Suadei, 55 years  Ghutupali village, Bolangir, Odisha December 8, 2015 Did not get PDS grain the month she died.
TK Mohananda 63 years  Komna block, Nuapada December 14, 2015 Dalit, landless. Had two mentally challenged children. Was Antyodaya Anna Yojana beneficiary but name was struck off PDS ration card list during NFSA rollout.
Khetrabasi Pradhan, 80 years  Daspalla, Nayagarh March 2016 Could not get pension because age was wrongly recorded on voter card
Rankanidhi Khura, 39 years  Balichhara village, Junagarh, Kalahandi, Odisha March 25, 2017 Mentally challenged, he lived with his aged mother and brother (also mentally challenged). Family didn’t have PDS card or pension, depended solely on earnings of their mother. Died due to prolonged unavailability of food.
Bilas Singh, 30 years  Barchana, Jajpur, Odisha October 14, 2017 Her husband said she did not receive medical assistance although he contacted the ASHA (accredited social health activist), ANM (auxiliary nurse midwife) and anganwadi worker.

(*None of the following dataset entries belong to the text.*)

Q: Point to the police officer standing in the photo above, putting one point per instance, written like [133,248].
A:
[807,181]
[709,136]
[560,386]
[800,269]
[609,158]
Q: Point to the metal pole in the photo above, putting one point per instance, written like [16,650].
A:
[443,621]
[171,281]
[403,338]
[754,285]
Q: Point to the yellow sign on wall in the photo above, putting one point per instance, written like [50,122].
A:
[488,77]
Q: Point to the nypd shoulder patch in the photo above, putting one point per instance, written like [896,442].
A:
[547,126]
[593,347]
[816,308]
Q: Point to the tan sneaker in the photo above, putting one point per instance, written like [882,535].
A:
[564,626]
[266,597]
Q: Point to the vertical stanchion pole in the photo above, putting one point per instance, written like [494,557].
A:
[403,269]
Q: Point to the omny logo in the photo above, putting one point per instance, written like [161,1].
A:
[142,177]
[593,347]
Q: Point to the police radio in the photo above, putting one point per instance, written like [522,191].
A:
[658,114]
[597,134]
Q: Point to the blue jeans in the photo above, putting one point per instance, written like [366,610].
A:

Gobind Behera, age unclear Shantipada, Binjhapur, Jajpur May 20, 2017 Living alone after wife’s death, was surviving on food provided by neighbours.

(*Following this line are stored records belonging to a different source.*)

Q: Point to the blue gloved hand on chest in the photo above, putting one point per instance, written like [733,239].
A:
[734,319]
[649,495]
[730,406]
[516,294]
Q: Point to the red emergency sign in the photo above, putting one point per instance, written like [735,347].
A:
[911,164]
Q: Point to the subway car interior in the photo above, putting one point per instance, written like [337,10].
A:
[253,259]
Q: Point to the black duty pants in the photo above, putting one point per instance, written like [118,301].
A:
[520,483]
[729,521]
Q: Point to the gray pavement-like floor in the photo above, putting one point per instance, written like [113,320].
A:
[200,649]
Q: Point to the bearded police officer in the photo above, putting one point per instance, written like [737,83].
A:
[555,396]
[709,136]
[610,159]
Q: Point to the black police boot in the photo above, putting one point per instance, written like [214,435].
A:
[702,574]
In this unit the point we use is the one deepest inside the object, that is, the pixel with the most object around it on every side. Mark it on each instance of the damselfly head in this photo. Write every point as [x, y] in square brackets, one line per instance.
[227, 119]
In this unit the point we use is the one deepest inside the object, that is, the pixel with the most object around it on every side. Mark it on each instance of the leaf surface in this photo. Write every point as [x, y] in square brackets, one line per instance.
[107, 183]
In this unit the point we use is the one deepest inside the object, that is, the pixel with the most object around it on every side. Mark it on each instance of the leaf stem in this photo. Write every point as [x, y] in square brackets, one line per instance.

Kunti Sahu, 35 years  Khaprakhol, Bolangir, Odisha July 28, 2018 A Dalit, she died at Harishankar Road railway station, where she lived with her mother. Begged for a living, which she couldn't do for two months due to illness. Mother has old age pension. Not clear if they had ration card.
Kundru Nag, 68 years Khuntapalli, Sadar Block, Bargarh, Odisha June 12, 2018 Received Rs 300 as pension. Grain on Antyodaya card could not be given because of authentication requirements. Permission to give without authentication came too late.
Mungre Chhura, 59 years Jairpada, Bongomunda, Bolangir, Odisha August 22, 2018 Dalit and widowed 5-7 years ago, she did not have a pension. Used to have a PDS ration card but stopped receiving rations after NFSA rollout. Should have been entitled to pension and 35kg of rice with an Antyodaya ration card.
Jugal Behara, 63 years Deogan, Nayagadh district, Odisha October 13, 2018 OBC, vision-impaired, lived alone. Did not own any asset except a few clothes. Apparently, received 5kg ration in PDS and disability pension. But fact-finding team could not ascertain. Did not get cooked food or medical help for a couple of days before his death.
Source: Right to Food Campaign, on the basis of newspaper reports and/or verified through independent fact-finding teams.

His story also symbolises the hardships faced by hundreds of elderly people and those with disabilities who live with hunger despite being covered by social security schemes like pension and the Public Distribution System. It points to the lack of a government mechanism to identify and provide for such vulnerable people who may be at risk of starvation. It is high time that all people living with hunger are identified and provided with food, care and support. Odisha could perhaps engage state-sponsored groups like the Biju Yuba Vahini, a voluntary programme that promotes youth leadership, in such efforts.

It is also high time that civil society steps in to build collectives of citizens comprising young men and women, both in urban and rural areas, who do not look away when someone is in need of food and care.

Sameet Panda was part of the three-member Right to Food Campaign team that visited Deogan.